Sehr viele Bürgerinnen und Bürger stehen – wie Sie – neuen finanziellen Hilfsmaßnahmen für Griechenland ablehnend gegenüber oder plädieren für ein Ausscheiden des Landes aus der Währungsunion. Auch wenn ich den Unmut aufgrund der Äußerungen, des Verhaltens und des Verhandlungsstils der griechischen Regierung vor dem Referendum gut nachvollziehen kann, habe ich nach Bewertung des aktuellen Verhandlungsergebnisses dem dritten Hilfspaket für Griechenland zugestimmt. Ich halte den jetzt erzielten Kompromiss für gut vertretbar. Wie von uns gefordert, wurde in den Verhandlungen ein hartes Reformpaket mit engmaschiger Kontrolle erreicht. Europa hat sich nicht erpressen lassen. Dem Prinzip Solidarität nur bei Eigenverantwortung wurde Rechnung getragen. Es hat sich in den anderen Programmländern bewährt. Ich bin überzeugt, dass nur mit dem vorliegenden, ambitionierten Reformpaket die Wettbewerbsfähigkeit Griechenlands wiederhergestellt und das Land auf den Wachstumspfad zurückgebracht werden kann.

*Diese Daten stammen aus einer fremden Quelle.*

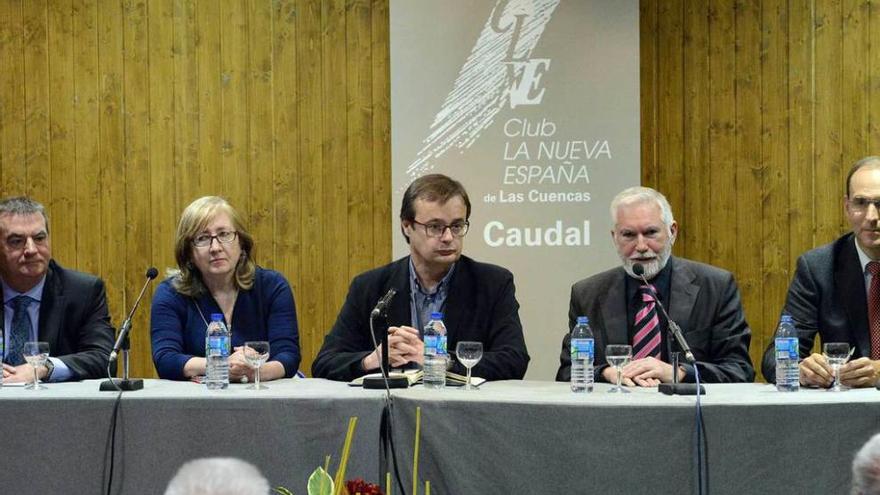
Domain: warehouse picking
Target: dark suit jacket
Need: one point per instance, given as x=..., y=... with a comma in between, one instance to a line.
x=75, y=322
x=480, y=306
x=827, y=296
x=704, y=301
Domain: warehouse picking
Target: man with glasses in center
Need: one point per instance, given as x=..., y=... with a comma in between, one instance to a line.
x=835, y=292
x=477, y=300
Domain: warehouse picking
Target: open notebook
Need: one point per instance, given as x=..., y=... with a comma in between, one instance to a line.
x=415, y=376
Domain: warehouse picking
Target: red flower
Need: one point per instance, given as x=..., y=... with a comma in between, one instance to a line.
x=359, y=486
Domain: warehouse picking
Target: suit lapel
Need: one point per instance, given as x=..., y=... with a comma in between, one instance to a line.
x=51, y=316
x=683, y=294
x=613, y=304
x=850, y=284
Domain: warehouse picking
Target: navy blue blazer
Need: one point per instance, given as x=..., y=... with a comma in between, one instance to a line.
x=827, y=297
x=481, y=306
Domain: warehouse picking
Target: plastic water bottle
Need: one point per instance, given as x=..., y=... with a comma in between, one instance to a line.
x=217, y=350
x=435, y=353
x=582, y=346
x=787, y=354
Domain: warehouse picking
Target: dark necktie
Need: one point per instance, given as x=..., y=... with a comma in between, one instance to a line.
x=21, y=330
x=646, y=341
x=874, y=308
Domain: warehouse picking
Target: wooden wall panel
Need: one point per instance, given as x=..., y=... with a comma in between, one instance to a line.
x=118, y=114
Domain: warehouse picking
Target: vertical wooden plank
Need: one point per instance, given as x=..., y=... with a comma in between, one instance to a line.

Die Reformagenda, die Griechenland im neuen Memorandum of Understanding akzeptiert, ist umfassend. Dazu gehören u. a. eine durchgehende Modernisierung des Steuerrechts und der Steuererhebung, eine entschlossene Bekämpfung von Korruption und Steuerhinterziehung, eine tiefgreifende Reform der Verwaltung, des Renten- und Gesundheitswesens sowie des Arbeitsmarktes, Liberalisierungen im stark regulierten Energie und Transportsektor sowie eine Erhöhung der Effizienz der Sozialfürsorge.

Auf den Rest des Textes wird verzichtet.